Lest you wonder why I don’t worry about my book sales:
There’s a decided lack of plot in the above synopsis, and it’s not because I want to withhold spoilers. Truth is, there really isn’t a plot in Twilight. Nearly 400 out of 500 pages are devoted to Bella and Edward cuddling, professing their undying love for each other, and generally staring at each other dewey-eyed. In other words, oodles and oodles of this:
“His angel’s face was only a few inches from mine. I might have — should have — flinched away from his uexpected closeness, but I was unable to move. His golden eyes mesmerized me.”What are you afraid of, then?” he whispered intently.But I couldn’t answer. As I had just that once before, I smelled his cool breath in my face. Sweet, delicious, the scent made my mouth water. It was unlike anything else. Instinctively, unthinkingly, I leaned closer, inhaling.”
Sweet smelling…breath? Is this for real? I bet he craps rainbows, too. Just sayin’.
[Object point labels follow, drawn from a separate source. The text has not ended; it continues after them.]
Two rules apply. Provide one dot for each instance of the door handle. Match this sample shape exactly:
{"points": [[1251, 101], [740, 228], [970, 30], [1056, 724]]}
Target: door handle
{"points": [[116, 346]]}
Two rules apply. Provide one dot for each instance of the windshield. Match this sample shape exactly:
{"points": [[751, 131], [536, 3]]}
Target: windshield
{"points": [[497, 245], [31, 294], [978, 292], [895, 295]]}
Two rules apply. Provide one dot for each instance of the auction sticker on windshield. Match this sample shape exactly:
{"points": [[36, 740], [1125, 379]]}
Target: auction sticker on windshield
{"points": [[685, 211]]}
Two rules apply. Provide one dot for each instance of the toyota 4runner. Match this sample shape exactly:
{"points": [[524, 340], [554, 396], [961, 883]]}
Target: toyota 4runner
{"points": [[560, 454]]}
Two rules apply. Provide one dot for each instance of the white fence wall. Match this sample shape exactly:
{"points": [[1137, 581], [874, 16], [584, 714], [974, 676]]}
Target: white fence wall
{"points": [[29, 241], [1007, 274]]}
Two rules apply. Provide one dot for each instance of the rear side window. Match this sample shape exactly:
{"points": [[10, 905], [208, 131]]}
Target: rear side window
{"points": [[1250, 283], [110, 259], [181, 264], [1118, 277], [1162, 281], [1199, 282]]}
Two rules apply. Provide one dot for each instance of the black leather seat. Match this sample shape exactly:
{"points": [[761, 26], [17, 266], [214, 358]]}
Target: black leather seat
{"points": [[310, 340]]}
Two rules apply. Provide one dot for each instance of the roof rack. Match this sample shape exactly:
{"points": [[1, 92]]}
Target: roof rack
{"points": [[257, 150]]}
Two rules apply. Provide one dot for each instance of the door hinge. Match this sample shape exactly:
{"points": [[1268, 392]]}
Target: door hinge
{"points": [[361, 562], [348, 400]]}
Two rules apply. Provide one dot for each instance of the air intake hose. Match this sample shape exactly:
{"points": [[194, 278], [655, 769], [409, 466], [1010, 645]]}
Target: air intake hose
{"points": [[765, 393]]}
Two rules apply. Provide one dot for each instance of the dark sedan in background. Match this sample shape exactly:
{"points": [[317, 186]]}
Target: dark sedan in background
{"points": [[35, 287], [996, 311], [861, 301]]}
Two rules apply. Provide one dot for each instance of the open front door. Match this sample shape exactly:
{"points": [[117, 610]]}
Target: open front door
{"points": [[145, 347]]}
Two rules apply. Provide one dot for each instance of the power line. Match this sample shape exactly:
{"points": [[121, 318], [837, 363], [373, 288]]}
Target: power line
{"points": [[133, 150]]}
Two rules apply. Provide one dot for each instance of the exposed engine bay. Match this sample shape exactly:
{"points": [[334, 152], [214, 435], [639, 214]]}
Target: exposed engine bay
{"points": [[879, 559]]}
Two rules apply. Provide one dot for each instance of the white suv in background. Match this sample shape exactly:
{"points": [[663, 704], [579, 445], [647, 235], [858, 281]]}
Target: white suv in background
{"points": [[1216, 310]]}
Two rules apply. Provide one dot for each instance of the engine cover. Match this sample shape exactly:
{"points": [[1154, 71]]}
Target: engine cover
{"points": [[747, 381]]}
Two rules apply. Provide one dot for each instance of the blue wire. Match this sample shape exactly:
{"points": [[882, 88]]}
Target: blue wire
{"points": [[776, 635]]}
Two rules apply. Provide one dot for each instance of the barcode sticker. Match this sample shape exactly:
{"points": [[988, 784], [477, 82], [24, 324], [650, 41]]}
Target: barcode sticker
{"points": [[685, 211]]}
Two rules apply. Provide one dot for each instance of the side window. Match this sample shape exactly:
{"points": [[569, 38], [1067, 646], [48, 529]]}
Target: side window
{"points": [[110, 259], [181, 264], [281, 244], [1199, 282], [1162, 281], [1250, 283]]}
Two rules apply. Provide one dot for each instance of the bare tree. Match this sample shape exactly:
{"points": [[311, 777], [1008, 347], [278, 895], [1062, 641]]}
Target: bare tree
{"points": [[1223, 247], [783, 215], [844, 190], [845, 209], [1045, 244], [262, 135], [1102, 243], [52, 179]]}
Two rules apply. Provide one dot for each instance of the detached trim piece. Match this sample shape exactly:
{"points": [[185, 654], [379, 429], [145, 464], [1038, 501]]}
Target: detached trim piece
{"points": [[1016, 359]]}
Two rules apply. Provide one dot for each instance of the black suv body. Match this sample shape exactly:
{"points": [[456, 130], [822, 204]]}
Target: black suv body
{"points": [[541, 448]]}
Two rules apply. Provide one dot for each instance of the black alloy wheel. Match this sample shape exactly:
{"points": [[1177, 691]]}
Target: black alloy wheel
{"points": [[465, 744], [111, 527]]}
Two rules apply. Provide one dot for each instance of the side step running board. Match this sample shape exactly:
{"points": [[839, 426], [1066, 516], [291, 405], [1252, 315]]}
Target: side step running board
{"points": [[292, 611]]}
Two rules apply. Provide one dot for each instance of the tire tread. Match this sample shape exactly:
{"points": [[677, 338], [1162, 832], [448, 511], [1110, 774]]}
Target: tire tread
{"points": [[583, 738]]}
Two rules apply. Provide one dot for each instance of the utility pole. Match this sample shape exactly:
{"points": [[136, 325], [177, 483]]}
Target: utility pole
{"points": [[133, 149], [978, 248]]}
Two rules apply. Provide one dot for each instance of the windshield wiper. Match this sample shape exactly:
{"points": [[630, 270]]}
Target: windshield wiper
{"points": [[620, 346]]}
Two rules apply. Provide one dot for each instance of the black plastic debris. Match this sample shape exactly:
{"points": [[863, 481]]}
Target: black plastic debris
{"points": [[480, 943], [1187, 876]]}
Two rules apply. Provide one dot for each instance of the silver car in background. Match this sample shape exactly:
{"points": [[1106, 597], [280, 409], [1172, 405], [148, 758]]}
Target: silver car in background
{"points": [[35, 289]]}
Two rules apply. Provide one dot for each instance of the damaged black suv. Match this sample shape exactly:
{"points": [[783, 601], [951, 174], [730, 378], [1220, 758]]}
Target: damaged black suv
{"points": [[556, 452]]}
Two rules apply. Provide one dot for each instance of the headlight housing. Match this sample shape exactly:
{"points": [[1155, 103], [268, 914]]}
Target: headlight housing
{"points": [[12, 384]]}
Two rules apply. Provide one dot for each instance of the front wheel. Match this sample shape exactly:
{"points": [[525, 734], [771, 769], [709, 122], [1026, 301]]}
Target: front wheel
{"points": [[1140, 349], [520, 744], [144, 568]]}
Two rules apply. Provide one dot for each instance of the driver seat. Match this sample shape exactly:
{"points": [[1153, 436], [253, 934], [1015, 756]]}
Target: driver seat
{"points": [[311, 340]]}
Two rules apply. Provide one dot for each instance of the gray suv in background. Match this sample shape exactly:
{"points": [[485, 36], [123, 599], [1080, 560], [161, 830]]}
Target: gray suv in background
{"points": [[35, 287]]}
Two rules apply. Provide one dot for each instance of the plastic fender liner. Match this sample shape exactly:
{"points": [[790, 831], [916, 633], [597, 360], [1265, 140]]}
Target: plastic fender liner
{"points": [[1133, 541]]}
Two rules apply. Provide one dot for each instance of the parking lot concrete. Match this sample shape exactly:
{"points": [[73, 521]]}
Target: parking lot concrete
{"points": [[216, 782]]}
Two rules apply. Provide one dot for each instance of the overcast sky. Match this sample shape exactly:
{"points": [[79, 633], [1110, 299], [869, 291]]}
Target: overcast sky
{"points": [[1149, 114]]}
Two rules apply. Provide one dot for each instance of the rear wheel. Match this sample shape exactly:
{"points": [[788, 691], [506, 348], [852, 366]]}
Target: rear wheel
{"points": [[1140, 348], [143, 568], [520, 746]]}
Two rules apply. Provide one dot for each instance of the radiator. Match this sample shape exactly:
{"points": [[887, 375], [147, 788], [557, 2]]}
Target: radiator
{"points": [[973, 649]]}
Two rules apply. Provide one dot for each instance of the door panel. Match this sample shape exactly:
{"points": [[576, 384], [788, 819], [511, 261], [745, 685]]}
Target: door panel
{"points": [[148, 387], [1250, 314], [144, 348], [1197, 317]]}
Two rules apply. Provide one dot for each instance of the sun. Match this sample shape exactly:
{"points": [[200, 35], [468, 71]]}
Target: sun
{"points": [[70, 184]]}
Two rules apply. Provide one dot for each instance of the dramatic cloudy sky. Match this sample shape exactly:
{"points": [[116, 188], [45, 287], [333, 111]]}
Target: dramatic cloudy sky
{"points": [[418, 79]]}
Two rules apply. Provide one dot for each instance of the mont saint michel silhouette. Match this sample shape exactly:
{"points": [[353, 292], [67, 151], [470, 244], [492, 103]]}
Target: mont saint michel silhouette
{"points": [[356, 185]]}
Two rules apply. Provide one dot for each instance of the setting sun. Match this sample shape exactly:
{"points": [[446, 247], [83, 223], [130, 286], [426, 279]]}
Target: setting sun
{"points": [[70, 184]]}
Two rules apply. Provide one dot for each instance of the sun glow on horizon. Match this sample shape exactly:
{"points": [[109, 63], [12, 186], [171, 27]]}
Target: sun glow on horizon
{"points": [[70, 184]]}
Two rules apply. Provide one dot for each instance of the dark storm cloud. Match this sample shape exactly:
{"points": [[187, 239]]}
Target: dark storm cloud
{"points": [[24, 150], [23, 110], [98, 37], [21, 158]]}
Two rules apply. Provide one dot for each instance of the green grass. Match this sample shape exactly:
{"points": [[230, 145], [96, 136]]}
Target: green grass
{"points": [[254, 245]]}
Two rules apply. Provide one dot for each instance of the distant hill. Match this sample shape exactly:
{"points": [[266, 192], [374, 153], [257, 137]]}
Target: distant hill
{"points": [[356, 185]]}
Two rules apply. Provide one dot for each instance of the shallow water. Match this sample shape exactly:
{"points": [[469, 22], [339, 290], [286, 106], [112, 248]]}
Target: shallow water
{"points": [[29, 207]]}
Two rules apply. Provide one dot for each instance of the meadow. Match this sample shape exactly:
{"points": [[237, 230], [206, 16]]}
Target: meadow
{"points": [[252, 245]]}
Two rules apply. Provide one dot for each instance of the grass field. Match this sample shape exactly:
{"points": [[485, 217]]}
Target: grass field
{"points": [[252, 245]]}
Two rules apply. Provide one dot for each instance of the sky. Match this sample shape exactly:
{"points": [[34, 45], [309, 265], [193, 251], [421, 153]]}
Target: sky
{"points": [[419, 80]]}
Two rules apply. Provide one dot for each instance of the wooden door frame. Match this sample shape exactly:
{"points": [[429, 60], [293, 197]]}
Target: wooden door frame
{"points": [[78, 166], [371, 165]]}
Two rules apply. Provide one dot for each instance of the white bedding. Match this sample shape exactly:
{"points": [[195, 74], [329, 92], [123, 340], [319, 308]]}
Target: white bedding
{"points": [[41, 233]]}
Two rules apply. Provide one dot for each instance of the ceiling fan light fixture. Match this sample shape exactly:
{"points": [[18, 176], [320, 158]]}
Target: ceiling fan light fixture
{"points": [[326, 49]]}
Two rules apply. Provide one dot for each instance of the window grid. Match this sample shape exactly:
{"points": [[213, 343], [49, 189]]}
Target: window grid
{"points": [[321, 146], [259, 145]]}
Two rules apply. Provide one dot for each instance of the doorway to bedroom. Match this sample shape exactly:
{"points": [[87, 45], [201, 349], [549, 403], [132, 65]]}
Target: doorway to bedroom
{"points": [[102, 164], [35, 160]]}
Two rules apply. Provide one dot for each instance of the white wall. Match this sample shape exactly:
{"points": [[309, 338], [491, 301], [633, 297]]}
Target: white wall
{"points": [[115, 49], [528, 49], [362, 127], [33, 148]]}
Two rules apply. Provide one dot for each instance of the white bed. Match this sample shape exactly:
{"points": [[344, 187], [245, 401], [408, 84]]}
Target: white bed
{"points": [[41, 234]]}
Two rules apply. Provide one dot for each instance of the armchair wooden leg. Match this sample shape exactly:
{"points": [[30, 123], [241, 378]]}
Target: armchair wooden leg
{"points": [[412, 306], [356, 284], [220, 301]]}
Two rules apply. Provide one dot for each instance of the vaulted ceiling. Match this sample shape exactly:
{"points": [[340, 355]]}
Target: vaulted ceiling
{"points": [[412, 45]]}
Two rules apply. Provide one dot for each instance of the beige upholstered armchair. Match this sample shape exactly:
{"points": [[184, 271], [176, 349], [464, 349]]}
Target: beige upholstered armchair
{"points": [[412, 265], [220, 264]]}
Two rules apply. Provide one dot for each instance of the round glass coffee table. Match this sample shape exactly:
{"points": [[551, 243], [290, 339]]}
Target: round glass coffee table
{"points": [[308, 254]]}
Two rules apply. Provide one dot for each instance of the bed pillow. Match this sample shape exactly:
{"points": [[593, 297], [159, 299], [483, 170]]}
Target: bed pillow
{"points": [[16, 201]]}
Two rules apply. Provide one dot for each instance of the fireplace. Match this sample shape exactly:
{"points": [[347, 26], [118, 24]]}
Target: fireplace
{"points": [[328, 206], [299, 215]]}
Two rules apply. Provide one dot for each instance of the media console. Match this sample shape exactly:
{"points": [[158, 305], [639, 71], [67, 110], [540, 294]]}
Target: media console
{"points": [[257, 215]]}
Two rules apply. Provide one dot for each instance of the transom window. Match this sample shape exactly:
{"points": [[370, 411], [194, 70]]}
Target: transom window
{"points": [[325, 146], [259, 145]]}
Seriously people, this is it. Between scenes of Bella playing Susie Homemaker to her father and wondering at her inexplicable popularity, this is Twilight.
Given the rather exotic nature of Summa Elvetica I suspect no one will ever doubt my professed lack of ambition to make the NYT bestseller’s list again. The truth is, if I wanted to maximize my pursuit of the consumer entertainment dollar, I’d much prefer to build an x-rated empire and develop games like Strip Club Tycoon and Rape 3D than write this sort of banal and brainless schlock.
Speaking of porn and Twilight, I’m reminded of the writer who wondered what was going to happen when a generation of young men accustomed to acrobatic performances by silicone-enhanced actresses runs headlong into a generation of young women expecting the human equivalent of gentlemanly teetotalling vampires. My impression is that moment of two cultures colliding will be the perfect moment to introduce Robogirl.
And, of course, bid adieu to Homo Technicas.